Еще во времена Герберштейна возникла версия о том, что хитрая «грекиня» Софья умела манипулировать своим мужем и что это именно она побудила его мечтать о «новом Риме». На самом же деле русская имперская идеология зародилась во враждебном государыне лагере Елены Волошанки, вдовы Ивана Молодого. Там группировались умники и книжники, мыслившие далеко и высоко. Один из предводителей этого кружка митрополит Зосима в 1492 году (по русскому летоисчислению это был особенный год, 7000-й от сотворения мира) опубликовал сочинение, в котором рассчитывал пасхалию на тысячу лет вперед и прославлял Ивана как «новаго царя Констянтина», а Москву – как новый Царьград.
После победы в династическом споре (как мы помним, недолговечной) именно сына Елены впервые в русской истории венчали по царскому, то есть императорскому чину, при том что Дмитрий потомком василевсов не являлся. Однако с первой попытки новый титул не прижился. Его принижало то, что соправитель-внук находился в подчинении у деда, великого князя, а вскоре «царское» звание было окончательно скомпрометировано опалой Дмитрия. Более удачливый наследник Василий, по примеру отца, останется всего лишь великим князем.
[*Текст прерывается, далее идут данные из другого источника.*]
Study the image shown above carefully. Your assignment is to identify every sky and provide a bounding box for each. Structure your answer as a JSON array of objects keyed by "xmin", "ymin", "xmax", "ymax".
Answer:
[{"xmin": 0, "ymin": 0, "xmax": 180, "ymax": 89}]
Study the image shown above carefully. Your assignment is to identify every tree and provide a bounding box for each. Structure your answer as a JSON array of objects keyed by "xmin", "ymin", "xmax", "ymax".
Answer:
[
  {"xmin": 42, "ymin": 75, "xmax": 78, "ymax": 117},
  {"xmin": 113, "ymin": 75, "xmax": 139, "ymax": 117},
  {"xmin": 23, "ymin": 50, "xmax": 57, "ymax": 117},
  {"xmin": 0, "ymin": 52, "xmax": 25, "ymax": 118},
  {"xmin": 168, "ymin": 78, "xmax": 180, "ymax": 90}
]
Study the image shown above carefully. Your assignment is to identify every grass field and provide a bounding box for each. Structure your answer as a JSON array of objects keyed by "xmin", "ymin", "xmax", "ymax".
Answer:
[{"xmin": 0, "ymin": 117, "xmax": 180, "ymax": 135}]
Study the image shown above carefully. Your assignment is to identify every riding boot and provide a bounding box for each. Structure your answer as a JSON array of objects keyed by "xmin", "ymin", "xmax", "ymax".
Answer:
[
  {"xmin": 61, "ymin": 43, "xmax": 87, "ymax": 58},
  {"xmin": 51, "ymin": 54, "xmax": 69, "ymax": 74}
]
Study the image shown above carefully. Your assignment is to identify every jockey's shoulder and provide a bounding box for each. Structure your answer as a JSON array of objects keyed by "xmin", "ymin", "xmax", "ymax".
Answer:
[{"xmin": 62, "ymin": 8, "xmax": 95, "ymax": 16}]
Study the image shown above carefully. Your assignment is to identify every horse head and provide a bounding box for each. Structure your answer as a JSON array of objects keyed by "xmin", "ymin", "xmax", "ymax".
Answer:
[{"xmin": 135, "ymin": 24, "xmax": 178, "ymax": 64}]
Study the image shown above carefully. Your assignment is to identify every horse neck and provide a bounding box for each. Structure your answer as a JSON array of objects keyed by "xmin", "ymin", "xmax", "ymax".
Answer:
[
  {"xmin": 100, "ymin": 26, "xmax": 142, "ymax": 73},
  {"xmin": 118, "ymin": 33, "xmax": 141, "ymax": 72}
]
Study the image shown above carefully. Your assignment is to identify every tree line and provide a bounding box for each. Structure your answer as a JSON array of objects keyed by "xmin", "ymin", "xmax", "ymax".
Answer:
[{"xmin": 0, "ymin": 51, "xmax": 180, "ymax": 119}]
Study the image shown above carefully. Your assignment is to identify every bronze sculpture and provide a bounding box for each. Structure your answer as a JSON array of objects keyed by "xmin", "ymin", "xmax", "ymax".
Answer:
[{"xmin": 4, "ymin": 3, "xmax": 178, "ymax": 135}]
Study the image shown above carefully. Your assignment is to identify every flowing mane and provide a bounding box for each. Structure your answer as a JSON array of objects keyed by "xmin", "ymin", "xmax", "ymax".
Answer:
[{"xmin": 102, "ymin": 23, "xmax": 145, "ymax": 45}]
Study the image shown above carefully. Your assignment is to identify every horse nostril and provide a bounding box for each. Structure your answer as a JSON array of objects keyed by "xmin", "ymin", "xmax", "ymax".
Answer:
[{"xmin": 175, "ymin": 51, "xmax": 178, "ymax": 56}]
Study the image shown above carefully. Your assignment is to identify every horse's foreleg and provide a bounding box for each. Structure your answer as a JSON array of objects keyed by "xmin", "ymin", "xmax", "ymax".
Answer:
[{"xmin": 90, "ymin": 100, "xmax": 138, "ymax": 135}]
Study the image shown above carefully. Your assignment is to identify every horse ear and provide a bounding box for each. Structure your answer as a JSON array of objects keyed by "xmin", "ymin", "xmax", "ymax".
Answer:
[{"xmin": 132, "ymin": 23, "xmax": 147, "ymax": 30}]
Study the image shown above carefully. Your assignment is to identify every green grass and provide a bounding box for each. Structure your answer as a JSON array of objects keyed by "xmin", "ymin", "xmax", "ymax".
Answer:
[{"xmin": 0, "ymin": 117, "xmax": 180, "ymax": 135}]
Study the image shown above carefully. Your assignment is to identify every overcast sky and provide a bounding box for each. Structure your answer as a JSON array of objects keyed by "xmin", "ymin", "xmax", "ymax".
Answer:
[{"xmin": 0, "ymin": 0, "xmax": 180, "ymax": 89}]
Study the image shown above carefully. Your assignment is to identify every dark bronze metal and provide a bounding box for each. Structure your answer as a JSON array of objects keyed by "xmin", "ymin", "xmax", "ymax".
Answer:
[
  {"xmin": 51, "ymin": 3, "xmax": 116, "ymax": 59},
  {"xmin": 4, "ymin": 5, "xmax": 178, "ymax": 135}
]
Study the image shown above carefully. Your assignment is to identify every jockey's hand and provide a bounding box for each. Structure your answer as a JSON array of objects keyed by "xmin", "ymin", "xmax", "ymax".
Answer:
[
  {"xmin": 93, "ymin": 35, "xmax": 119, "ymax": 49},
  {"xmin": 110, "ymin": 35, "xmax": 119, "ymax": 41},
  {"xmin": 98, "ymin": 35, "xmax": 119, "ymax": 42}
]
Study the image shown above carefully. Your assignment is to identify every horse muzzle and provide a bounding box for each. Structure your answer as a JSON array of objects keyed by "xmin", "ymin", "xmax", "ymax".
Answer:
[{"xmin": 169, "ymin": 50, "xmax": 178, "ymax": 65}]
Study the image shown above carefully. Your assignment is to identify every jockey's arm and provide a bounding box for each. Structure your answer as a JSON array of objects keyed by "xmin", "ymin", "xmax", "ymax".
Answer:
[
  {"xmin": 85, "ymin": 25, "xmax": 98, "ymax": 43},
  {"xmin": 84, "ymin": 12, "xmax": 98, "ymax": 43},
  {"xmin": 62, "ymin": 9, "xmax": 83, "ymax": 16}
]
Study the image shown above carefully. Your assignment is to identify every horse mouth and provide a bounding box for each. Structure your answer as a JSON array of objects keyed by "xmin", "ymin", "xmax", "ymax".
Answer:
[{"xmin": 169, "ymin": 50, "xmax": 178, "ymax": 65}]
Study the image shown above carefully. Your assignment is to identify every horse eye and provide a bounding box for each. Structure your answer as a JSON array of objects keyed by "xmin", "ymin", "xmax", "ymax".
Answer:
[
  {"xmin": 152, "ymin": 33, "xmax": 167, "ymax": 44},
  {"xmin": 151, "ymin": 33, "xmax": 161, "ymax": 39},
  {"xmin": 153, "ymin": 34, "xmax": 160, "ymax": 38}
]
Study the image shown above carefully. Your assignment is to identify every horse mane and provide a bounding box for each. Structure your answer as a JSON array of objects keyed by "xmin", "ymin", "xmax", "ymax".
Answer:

500-летняя эволюция российского двуглавого орла
Зато на Руси сразу прижился двуглавый орел, геральдическая эмблема византийских василевсов. Происхождение этого символа восходит еще к временам древнего Шумера. Есть предположение, что тамошние жители действительно видели орла-мутанта и, разумеется, усмотрели в его появлении некий знак свыше. Странная птица долгие века кочевала из страны в страну, использовалась разными династиями и знатными родами. На печатях Византии она появилась с XIII века, позаимствованная с герба Палеологов.
Ознакомительная версия.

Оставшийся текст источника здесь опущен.